Menariknya, senyawa serupa juga ditemukan pada urine kucing liar besar seperti singa, harimau, dan kucing Iriomote yang terancam punah. Hal ini menunjukkan bahwa mekanisme komunikasi kimiawi ini mungkin merupakan warisan evolusioner yang dimiliki seluruh keluarga Felidae. Temuan ini membuka peluang untuk memahami lebih dalam tentang perilaku dan ekologi kucing liar, yang selama ini sulit diamati secara langsung.
Profesor Masao Miyazaki dari Fakultas Pertanian Universitas Iwate, yang terlibat dalam penelitian ini, menyatakan bahwa studi ini dimulai dari ekspresi wajah yang akrab bagi pemilik kucing. 'Dari ekspresi wajah yang familier, kami berhasil mengungkap bagaimana kucing saling mengenali melalui urine,' ujarnya. Ia juga menambahkan bahwa mempelajari mekanisme akumulasi asam lemak di ginjal dapat berkontribusi pada penelitian penyakit ginjal pada kucing dan manusia.
Bagi Indonesia, temuan ini memiliki relevansi ganda. Pertama, bagi para pemilik kucing rumahan yang sering mengeluhkan bau urine yang menyengat, penelitian ini dapat menjadi dasar pengembangan produk penetral bau yang lebih efektif. Kedua, Indonesia memiliki beberapa spesies kucing liar yang dilindungi, seperti harimau sumatera dan kucing emas. Teknik pemantauan berbasis aroma urine ini dapat menjadi alat non-invasif untuk memantau populasi dan kesehatan mereka di habitat alami, menggantikan metode yang lebih invasif seperti pemasangan kamera atau penangkapan.

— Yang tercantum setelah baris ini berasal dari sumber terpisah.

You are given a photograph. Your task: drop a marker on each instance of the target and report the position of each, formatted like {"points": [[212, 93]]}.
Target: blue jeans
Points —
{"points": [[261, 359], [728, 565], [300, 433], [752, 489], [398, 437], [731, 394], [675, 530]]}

Meski demikian, para peneliti menekankan bahwa aplikasi praktis masih memerlukan penelitian lebih lanjut. Pertanyaan tentang bagaimana faktor lingkungan, diet, atau kondisi kesehatan memengaruhi komposisi asam lemak ini masih belum terjawab. Ke depan, riset ini tidak hanya akan memperkaya pemahaman kita tentang perilaku kucing, tetapi juga dapat membuka jalan bagi pendekatan baru dalam konservasi satwa liar dan kesehatan hewan peliharaan.